I want to see robust continuing education that is multi-disciplinary and is, at least in part, building-type specific. It should treat our shared duties to the public as a central theme and express confidence in our shared ability to uphold it. Climate-appropriate design also ought to be a featured topic. (Detailing in North Bay should – to a degree – emphasize somewhat different concerns than detailing in St. Catharines.) Climate-change resilience is clearly another urgent concern. (Extremely high winds during the spring of 2018 produced quite a bit of roof repair business; but would it not have been preferable to make the roofs more wind-resistant in the first place?)

One of the most exciting building science curricula I’ve seen for architects featured the whole host of actors in the construction process at the podium: building science professionals, architects, insurers, builders, and others.

For architects, continuing education is best when there is more emphasis on creative synthesis of the whole design than on deep analysis of its parts. We can always use reinforcement about the management and resolution of the full range of perspectives (builder, inspector, designer, occupant, operator, and so on). Tactile evaluation of materials and systems is always appealing, as are detailed case studies.

Earlier this year, I thoroughly enjoyed my first-ever trip to the Canadian Roofing Contractor’s Association’s ROOFTech show, where they build stuff, full-scale. If you’re an architect like me, who has never been, go! If you’re a building science professional, encourage the architects you know to go. Finally, I think we need to design continuing education for more than one level of learning. This is very challenging and needs some shared thought. I’m excited about the new modules being developed to support seekers of the OBEC Building Science Specialist designation, and I imagine great potential for them to be part of a larger
system which could help serve an even larger audience.

Readers’ Choice

For now, as a result of what I saw in the insurance claims, I recommend the following web-based video and book to anyone with a professional interest in making better buildings in Ontario.

First, consider watching Great Lakes, Global Warming, and Crazy Weather (original air date: September 13, 2017), presented by TVO’s The Agenda. It’s 30 minutes well spent. Climatologist David Phillips and Gail Krantzberg, professor of engineering at McMaster University, discuss the health of the Great Lakes, the economics of the cross-border region, and building for resilience. They suggest that better roofing and storm drainage are connected to improving ecosystem health, trade, and community safety. Now, let’s hear from the architects and consulting engineers!

Second, Brian Palmquist’s An Architect’s Guide to Construction, Tales from the Trenches, aims to increase
the effectiveness of everyone involved in the construction process. Although Palmquist set out mainly
to provide intern architects with guidance and inspiration, I also found this book (despite my many years in practice) an inspiring read. The commentary is informed by extensive knowledge of professional liability claims in British Columbia and from the author’s direct experience as consulting architect, building science consultant, and contractor. Nevertheless, the approach is upbeat and hopeful. I’ve seen nothing else in print like it (published in Vancouver, in 2015 by Quality- by-Design Software Ltd., available through Amazon).

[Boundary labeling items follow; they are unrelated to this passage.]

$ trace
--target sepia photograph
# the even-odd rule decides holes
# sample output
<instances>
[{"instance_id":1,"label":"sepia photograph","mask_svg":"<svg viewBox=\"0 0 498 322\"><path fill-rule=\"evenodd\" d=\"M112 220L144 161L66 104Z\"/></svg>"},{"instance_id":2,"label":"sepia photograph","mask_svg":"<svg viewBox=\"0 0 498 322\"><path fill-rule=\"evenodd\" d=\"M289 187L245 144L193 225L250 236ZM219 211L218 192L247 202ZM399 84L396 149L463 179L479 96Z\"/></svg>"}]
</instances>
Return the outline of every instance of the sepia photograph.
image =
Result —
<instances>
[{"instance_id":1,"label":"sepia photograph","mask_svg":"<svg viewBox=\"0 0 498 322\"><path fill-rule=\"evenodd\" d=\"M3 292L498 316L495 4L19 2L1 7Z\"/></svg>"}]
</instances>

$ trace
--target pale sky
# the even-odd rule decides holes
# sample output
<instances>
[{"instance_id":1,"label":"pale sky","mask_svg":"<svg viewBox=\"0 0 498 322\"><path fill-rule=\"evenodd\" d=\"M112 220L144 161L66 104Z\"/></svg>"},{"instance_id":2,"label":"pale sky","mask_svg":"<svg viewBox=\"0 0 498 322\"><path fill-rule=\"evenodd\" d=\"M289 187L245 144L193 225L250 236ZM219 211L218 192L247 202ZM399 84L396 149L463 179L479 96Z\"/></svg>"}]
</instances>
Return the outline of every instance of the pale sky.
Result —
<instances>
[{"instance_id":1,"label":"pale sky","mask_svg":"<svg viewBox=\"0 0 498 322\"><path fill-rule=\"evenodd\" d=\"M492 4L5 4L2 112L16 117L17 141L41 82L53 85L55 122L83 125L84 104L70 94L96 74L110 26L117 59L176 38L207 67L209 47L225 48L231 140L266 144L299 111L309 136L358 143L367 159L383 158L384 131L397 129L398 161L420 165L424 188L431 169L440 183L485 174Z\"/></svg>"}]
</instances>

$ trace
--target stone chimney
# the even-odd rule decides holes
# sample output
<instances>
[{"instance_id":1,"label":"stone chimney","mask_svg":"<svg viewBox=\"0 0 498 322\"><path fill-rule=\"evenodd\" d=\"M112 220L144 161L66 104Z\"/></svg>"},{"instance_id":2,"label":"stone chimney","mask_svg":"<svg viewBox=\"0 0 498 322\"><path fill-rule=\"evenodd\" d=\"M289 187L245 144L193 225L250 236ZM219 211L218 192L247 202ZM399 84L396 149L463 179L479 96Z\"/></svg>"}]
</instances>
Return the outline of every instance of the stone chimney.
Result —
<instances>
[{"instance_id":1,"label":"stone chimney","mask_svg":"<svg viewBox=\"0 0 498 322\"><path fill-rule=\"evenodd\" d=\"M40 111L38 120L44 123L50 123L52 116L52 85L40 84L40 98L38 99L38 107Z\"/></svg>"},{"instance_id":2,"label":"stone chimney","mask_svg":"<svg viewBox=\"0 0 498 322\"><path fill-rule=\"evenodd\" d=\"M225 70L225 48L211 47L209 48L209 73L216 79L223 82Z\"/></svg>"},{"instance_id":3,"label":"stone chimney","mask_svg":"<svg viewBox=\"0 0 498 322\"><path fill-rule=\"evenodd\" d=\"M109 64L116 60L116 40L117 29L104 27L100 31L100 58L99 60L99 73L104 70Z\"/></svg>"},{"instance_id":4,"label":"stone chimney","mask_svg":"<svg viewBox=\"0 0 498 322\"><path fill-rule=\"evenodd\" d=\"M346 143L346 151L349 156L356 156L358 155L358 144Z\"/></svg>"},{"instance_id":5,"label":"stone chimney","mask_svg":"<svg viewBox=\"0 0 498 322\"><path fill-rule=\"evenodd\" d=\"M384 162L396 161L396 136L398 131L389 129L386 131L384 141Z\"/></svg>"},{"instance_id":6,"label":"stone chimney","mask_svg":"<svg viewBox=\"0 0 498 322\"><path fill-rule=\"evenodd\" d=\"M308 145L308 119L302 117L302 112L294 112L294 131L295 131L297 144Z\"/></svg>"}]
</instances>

While architects and building scientists can jointly be proud that the overall cost of resolving errors and
omissions claims has been, to date, but a fraction of the value of construction starts in Ontario, we can – and ought to – continue to strive to do better. Should water-related damage to the building enclosure be the most significant single driver of professional liability claims against architects? Or might that be avoidable?

To the individual building owner, no leak is acceptable. To the consulting architect or engineer, no claims-
resolution process is enjoyable, either. Beyond mere avoidance of trouble, the higher shared goal, really, is more comfortable, durable, energy-efficient, and resilient buildings – buildings that truly benefit from the attention and skills of committed design professionals. I hope that the Claims Experience Workbook will help serve that goal, starting now. In the future, I hope that the Ontario Building Envelope Council and the OAA will continue to work together to enhance Ontario’s continuing education programs for all building envelope professionals.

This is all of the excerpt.